Connections

SeeKi connects to PostgreSQL. You give it a single connection string, and it does the rest — pooling, schema introspection, reading rows on demand. This page covers the shape of that string, how to break it apart when a URL is awkward, and how to size the pool.

The simplest case

A database running on your laptop, one user, default port:

[database]
kind = "postgres"
url = "postgres://user:password@localhost:5432/mydb"
max_connections = 5

Paste that into seeki.toml, run ./seeki, and the grid should render within a second or two.

The pieces of a connection string

PostgreSQL URLs follow a fixed shape. SeeKi accepts the standard form used by psql, every PostgreSQL driver, and most other tools.

postgres://USER:PASSWORD@HOST:PORT/DATABASE?sslmode=require
PieceWhat to putExample
USERDatabase login name. Prefer a read-only user.reporting
PASSWORDThat user’s password. URL-encode any special characters.s3cret%21
HOSTHostname or IP of the database server.db.internal
PORTTCP port. PostgreSQL defaults to 5432.5432
DATABASEName of the database (not the server, the database inside it).autoconnect
sslmodeOptional query parameter. Use require for most cloud providers.require

Cloud providers

Most hosted PostgreSQL services hand you a ready-made URL. Drop it in verbatim.

  • AWS RDS — copy the endpoint from the RDS console, prepend postgres://user:pass@, append /dbname?sslmode=require.
  • Supabase — Project settings → Database → Connection string. Use the Session pooler URL for SeeKi.
  • Neon — copy the pooled connection string from the dashboard.
  • Google Cloud SQL / Azure — same shape; enable SSL in the URL with ?sslmode=require.

When the URL won’t paste cleanly

Sometimes the password contains a @ or your ops team hands you each piece separately. In practice the fix is URL-encoding, not a different config shape — SeeKi takes exactly one field, database.url.
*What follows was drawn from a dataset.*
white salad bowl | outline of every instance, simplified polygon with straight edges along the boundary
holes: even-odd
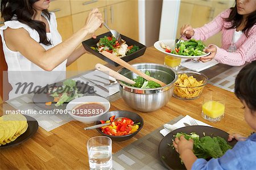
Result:
[[[172,53],[170,53],[166,52],[166,50],[161,47],[160,43],[163,42],[165,45],[167,45],[169,46],[171,48],[171,50],[172,51],[175,49],[175,47],[174,47],[174,42],[175,42],[175,40],[159,40],[158,41],[155,42],[154,44],[154,46],[155,47],[155,49],[156,49],[159,52],[162,52],[162,53],[164,53],[164,54],[166,54],[167,55],[175,57],[181,58],[200,58],[200,57],[207,56],[208,56],[208,55],[209,55],[210,54],[210,53],[206,53],[204,55],[201,55],[201,56],[182,56],[182,55],[179,55],[179,54],[172,54]]]
[[[90,108],[83,111],[88,116],[77,116],[75,114],[75,109],[78,107],[89,103],[97,103],[102,105],[105,108],[104,112],[97,110],[96,109]],[[68,113],[75,120],[85,124],[91,124],[97,120],[101,120],[101,117],[109,110],[110,103],[109,101],[104,97],[97,96],[85,96],[77,98],[71,101],[66,107]],[[102,112],[102,113],[101,113]],[[100,114],[96,113],[100,113]]]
Character in passwordEncode as
@%40
:%3A
/%2F
#%23
(space)%20

If the database lives behind a bastion host you can’t reach directly, skip ahead to SSH tunneling.

Pool size

max_connections controls how many database connections SeeKi may open at once. The default of 5 is right for a single person browsing, and close to right for a small shared instance.

Who is using this SeeKi?Suggested max_connections
One person, local laptop5 (the default)
A small team sharing one instance1020
Dozens of concurrent readers30+, and check your database’s own connection limit first

Test the connection

Start SeeKi and watch the terminal. A healthy startup looks like this:

INFO seeki: Loaded config from ./seeki.toml
INFO seeki: Connecting to database...
INFO seeki: Connected to database
INFO seeki: SeeKi listening on http://127.0.0.1:3141

If the connection fails, SeeKi prints the underlying error and stops. Common culprits: wrong password, wrong database name, the host is not reachable from this machine, or the database requires SSL and the URL doesn’t ask for it.